Thursday, June 7, 2012

One Man, Two Guvnors


Every time I walk into the Music Box Theatre, I get nostalgic thinking about its rich history. And this time was no different. I thought about seeing the remarkable Mark Rylance in two plays at the Music Box last season (Jerusalem and La Bete). I thought about how Aaron Sorkin’s A Few Good Men premiered at the Music Box in November 1989, and how years later his other play, The Farnsworth Invention, premiered at the same theatre in October 2007. I thought about the fact that the theatre has kept its name since it opened in 1921. I thought about that opening, and that Irving Berlin created the theatre so he could showcase what became his Music Box Revues. The Music Box Revues, of course, were the amuse bouche, if you will, for musicals; they (and other similar revues and follies) planted the seeds for what would become a venerated institution, American Musical Theatre. And so it seemed terrifically fitting that One Man, Two Guvnors, which is directly rooted in Commedia dell’Arte, should be playing at the Music Box—an historic theatre housing an homage to theatre history. 

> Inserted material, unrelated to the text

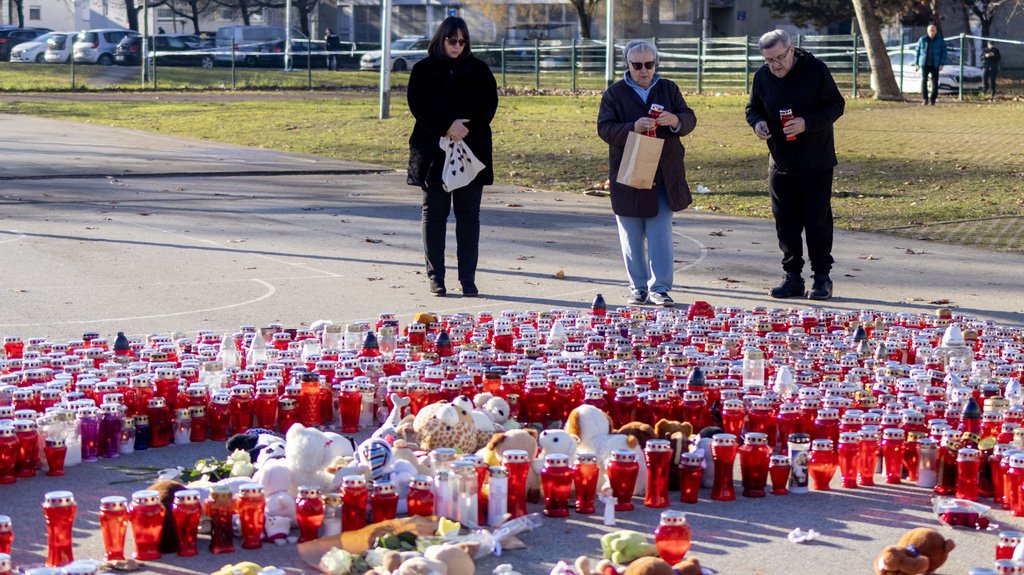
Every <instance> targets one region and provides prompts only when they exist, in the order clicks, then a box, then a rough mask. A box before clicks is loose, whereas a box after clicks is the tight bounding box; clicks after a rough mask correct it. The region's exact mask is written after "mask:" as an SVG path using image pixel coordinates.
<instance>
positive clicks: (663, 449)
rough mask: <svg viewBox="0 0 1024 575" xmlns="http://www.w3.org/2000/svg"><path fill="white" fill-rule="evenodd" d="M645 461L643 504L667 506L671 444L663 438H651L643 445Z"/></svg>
mask: <svg viewBox="0 0 1024 575" xmlns="http://www.w3.org/2000/svg"><path fill="white" fill-rule="evenodd" d="M644 458H645V459H646V462H647V489H646V492H645V494H644V500H643V504H644V506H647V507H667V506H669V474H671V473H672V472H673V471H674V470H672V469H671V468H672V444H671V443H669V442H668V441H667V440H664V439H651V440H648V441H647V445H646V447H644Z"/></svg>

Based on Carlo Goldoni’s The Servant of Two Masters, Richard Bean’s One Man, Two Guvnors, imported from the National Theatre of Great Britain, is basically about that, one man with two guvnors (that’s the English slang for employers). Some characters (of the commedia stock variety) are in disguise, others are on the lam, while others just want to marry…and become an actor. The point of commedia isn’t the plot, though, it’s the hilarious (and, in the form’s earliest years, improvised) hijinks that ensue while the characters are after a rather base objective.

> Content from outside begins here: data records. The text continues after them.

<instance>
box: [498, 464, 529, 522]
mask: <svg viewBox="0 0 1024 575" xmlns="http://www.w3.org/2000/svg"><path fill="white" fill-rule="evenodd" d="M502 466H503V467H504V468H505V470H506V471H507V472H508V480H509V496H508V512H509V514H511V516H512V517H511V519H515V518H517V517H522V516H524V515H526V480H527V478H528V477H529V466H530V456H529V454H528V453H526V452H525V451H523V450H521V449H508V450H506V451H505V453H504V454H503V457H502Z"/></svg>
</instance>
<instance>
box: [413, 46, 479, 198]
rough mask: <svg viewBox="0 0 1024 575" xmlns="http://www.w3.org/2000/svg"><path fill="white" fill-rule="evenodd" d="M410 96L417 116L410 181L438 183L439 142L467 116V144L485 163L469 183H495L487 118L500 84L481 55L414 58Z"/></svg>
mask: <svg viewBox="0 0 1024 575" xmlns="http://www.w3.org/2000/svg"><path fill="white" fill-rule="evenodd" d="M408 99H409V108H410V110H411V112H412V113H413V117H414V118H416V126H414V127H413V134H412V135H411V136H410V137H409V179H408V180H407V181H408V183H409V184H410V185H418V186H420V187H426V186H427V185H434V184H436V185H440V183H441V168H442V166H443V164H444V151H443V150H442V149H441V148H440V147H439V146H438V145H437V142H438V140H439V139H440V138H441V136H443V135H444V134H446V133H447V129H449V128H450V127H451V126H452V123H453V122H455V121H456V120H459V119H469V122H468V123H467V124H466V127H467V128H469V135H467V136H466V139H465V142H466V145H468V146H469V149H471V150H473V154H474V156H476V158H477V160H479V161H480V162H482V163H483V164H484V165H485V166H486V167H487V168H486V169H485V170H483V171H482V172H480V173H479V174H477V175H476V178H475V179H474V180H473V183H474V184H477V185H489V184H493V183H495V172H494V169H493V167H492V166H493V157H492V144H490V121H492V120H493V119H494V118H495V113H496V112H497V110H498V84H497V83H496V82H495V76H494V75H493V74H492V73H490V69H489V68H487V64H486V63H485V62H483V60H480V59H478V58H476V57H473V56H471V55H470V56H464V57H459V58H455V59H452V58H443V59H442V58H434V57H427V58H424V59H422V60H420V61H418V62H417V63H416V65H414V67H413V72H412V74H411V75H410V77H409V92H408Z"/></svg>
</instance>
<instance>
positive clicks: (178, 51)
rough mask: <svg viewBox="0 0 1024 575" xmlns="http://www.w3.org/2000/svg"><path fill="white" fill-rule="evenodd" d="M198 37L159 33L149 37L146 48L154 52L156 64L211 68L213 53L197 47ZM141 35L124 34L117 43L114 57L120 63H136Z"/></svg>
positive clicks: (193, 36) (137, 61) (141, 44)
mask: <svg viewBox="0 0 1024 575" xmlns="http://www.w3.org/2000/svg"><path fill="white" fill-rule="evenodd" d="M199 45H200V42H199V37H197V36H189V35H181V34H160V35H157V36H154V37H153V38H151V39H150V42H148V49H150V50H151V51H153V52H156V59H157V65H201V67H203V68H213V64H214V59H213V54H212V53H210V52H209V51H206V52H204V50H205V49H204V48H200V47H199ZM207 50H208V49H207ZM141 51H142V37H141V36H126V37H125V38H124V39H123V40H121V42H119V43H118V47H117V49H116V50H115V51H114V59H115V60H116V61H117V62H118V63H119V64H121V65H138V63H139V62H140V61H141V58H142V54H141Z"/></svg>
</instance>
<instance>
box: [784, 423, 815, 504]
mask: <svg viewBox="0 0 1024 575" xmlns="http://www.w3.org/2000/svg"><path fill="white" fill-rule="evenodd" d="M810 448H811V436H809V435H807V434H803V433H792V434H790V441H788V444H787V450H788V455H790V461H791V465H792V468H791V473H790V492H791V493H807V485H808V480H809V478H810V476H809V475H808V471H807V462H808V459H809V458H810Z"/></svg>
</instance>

And those hijinks are fun, if not as hilarious as the hype surrounding this show makes them seem. This is good, well-timed farce and physical comedy. (The play is directed by Nicholas Hytner, while physical comedy direction by Cal McCrystal.) I like a good percussive and comedic slew of door slams (a la Noises Off), but for my taste, the funniest moments of the show were borne of the British wit and word play.
(***Warning: Spoilers below!***)
Sure, there were lots of bits, but I found them to be unnecessarily time consuming. One Man, Two Guvnors finds the titular man, Francis Henshall (the Tony-nominated James Corden), interacting with the “audience.” The improvised feel is energizing and recalls the play’s commedia roots. But much like there was outrage when Goldoni committed the sin of writing down commedia rather than letting the players improvise, I felt underwhelmed (though not quite outraged) by the scripted “improvisations” of the play. You see, the “audience” members Corden interacts with are so clearly plants. The plants play it off well, but knowing the interaction and spontaneity isn’t genuine made me roll my eyes and wish they’d just get on with some more witty banter, or least an expertly executed pratfall by Tom Edden, the thirty-something featured actor who earned a Tony nomination for playing a decrepit 87 year old man. 

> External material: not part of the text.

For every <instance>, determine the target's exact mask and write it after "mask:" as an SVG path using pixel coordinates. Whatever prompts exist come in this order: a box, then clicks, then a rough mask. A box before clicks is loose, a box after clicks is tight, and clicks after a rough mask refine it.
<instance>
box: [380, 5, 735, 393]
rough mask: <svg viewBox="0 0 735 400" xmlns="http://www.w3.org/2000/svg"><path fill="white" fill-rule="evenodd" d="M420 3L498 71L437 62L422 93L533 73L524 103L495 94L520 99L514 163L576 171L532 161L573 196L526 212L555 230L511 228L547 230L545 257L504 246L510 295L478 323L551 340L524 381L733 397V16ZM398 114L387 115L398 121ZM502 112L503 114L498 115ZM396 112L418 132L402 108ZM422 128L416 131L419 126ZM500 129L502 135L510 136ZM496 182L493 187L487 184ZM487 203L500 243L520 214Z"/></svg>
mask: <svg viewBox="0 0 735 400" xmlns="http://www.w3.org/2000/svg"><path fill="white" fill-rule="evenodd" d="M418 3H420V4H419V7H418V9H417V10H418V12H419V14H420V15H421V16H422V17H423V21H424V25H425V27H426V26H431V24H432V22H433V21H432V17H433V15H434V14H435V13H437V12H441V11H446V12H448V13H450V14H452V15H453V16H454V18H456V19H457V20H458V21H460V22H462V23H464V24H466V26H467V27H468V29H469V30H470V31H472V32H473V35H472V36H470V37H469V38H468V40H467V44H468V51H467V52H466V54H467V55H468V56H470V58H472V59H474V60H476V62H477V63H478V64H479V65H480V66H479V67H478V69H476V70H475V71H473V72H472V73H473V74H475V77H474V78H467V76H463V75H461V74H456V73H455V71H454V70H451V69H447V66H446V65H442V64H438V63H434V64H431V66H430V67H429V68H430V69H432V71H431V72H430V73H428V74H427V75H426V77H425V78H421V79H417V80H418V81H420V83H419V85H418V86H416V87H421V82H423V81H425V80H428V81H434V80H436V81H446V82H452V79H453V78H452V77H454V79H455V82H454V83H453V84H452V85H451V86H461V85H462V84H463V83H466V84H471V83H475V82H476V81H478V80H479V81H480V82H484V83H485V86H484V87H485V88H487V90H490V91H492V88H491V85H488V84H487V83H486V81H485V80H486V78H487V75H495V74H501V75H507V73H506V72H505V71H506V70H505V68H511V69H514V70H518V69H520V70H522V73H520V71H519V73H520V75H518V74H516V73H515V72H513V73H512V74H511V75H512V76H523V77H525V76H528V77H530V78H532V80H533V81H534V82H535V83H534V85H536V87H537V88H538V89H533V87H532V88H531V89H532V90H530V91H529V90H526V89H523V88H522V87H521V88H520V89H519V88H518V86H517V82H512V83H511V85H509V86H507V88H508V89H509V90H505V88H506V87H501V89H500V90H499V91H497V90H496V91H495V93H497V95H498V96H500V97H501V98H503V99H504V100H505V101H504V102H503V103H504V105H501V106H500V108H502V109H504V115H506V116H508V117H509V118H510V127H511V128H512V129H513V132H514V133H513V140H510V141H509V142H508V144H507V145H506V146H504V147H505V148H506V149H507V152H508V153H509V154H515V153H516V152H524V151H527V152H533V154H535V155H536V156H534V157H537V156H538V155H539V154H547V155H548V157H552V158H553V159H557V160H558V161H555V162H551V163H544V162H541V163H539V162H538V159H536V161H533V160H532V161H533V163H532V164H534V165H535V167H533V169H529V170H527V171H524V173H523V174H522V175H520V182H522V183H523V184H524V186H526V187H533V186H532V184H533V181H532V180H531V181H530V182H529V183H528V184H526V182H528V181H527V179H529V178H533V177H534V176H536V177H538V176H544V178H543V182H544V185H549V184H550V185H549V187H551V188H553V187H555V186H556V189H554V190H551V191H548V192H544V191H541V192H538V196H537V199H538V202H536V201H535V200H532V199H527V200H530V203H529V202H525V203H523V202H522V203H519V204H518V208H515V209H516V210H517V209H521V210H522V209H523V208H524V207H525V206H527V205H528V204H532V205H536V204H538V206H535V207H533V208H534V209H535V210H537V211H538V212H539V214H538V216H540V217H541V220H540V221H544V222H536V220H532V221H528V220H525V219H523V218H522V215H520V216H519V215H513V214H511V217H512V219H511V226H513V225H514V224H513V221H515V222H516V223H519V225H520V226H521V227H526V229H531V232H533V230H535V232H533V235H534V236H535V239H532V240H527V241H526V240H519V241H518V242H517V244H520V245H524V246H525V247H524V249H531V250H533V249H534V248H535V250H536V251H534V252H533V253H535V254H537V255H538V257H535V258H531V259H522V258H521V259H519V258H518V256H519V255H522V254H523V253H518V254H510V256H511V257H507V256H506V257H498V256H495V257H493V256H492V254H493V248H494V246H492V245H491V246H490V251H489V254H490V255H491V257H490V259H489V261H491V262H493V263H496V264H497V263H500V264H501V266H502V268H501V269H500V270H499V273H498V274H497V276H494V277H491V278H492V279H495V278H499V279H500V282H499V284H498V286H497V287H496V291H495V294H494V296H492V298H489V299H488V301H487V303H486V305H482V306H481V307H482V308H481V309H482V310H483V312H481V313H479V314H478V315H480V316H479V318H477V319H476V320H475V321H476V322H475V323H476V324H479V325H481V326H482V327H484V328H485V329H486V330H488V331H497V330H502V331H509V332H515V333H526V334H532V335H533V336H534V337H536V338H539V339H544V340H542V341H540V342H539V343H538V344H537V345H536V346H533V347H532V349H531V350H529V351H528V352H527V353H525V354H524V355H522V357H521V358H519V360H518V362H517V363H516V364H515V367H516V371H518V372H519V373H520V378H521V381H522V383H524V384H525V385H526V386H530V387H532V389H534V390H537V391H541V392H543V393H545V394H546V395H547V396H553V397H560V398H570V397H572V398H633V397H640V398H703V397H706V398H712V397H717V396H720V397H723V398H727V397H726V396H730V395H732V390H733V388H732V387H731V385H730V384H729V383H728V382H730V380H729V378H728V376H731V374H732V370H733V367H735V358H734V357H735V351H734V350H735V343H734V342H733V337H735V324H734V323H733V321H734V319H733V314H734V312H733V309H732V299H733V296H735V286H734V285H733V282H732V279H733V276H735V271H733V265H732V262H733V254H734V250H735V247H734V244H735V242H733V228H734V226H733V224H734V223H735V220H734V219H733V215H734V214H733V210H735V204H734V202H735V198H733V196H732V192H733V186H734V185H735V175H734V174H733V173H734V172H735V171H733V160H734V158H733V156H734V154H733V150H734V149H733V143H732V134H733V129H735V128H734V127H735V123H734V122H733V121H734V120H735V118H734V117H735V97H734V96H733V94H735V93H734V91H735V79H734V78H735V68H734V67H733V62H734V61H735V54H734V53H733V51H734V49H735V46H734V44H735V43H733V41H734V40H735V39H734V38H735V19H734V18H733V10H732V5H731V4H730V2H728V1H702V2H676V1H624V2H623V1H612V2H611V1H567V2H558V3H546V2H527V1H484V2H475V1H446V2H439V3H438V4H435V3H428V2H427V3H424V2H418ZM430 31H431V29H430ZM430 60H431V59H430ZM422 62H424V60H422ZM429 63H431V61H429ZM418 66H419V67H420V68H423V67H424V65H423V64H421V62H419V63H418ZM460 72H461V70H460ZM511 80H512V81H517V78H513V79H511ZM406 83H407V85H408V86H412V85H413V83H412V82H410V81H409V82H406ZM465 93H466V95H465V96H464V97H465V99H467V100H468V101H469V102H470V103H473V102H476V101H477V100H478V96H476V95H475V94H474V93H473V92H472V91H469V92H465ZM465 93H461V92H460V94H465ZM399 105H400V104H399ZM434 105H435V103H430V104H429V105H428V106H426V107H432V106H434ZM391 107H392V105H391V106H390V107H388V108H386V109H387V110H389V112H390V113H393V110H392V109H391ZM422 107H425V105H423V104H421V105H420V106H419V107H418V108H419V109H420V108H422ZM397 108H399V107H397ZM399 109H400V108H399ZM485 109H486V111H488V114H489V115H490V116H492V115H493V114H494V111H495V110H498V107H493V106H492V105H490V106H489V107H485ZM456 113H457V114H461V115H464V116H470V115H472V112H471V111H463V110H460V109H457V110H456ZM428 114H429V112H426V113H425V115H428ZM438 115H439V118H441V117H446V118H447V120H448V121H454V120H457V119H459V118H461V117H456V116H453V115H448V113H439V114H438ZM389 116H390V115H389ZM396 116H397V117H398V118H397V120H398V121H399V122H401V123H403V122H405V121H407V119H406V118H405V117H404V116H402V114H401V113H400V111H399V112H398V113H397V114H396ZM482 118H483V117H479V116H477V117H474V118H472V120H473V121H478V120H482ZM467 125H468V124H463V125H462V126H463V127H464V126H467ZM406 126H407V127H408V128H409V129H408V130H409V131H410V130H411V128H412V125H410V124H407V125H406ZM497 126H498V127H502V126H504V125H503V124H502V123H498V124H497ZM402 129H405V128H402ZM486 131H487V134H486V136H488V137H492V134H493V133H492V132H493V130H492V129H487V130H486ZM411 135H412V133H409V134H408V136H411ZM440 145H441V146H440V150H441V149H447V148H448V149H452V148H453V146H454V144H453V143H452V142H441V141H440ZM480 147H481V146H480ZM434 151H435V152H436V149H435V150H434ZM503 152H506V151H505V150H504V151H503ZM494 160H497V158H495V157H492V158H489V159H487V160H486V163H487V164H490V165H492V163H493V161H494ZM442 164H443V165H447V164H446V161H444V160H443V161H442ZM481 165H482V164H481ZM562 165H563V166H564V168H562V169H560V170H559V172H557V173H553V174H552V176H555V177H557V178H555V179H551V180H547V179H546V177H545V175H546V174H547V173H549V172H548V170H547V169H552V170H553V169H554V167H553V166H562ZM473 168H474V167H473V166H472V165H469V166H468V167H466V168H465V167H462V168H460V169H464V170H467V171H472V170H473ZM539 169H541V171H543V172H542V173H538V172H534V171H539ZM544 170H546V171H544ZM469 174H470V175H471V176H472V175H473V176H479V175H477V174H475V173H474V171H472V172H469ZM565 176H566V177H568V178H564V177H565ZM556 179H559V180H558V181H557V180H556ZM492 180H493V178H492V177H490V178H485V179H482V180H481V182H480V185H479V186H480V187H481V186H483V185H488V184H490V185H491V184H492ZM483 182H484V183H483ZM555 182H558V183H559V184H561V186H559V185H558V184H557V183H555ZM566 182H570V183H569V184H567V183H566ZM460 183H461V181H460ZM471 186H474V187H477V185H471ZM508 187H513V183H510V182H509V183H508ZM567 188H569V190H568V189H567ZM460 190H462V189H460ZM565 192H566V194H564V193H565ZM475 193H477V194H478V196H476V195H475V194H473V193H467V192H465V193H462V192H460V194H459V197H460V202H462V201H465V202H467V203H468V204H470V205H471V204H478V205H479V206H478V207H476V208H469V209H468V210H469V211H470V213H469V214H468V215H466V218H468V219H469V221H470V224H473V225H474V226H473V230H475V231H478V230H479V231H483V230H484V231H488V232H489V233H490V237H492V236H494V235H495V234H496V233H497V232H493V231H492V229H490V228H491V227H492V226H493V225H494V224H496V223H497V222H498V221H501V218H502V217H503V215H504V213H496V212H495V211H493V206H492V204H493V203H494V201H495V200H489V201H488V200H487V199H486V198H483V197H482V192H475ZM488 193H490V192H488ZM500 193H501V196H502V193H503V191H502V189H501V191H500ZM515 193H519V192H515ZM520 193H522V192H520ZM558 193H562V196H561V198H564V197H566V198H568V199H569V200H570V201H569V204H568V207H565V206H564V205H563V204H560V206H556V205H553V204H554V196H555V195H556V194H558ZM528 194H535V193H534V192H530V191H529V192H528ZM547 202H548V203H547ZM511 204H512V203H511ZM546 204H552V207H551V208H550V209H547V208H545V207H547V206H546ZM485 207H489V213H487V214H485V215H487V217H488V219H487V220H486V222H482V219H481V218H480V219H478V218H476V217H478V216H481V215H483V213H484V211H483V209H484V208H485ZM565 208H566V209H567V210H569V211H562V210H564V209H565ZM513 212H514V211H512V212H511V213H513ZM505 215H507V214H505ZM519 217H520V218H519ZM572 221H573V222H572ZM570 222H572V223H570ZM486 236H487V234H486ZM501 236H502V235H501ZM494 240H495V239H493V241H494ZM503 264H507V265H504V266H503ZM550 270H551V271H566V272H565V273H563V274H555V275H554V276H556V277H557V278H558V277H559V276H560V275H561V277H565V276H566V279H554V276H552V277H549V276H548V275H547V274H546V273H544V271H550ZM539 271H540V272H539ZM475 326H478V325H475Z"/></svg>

Or else I wished to hear more from The Craze, the four-piece skiffle band that provides musical entertainment before, during and after the show. Jason Rabinowtiz, Austin Moorhead, Charlie Rosen and Jacob Colin Cohen perform songs written by Grant Olding and provide musical interludes during scene changes. Having The Craze perform as they do in what is otherwise a straight play (read: not a musical) isn’t so crazy: as the dramaturgical note in the Playbill reminds us, commedia performances were “regularly interrupted by music [and] dancing…known as lazzi.”

To be sure: One Man, Two Guvnors is funny and certainly had me laughing out loud throughout the show. But for my money, if I want laughs this season, I’ll go to the acerbic and illuminating Clybourne Park, the sharp and spot-on The Lyons or the scrappy, clever and magical Peter and theStarcatcher.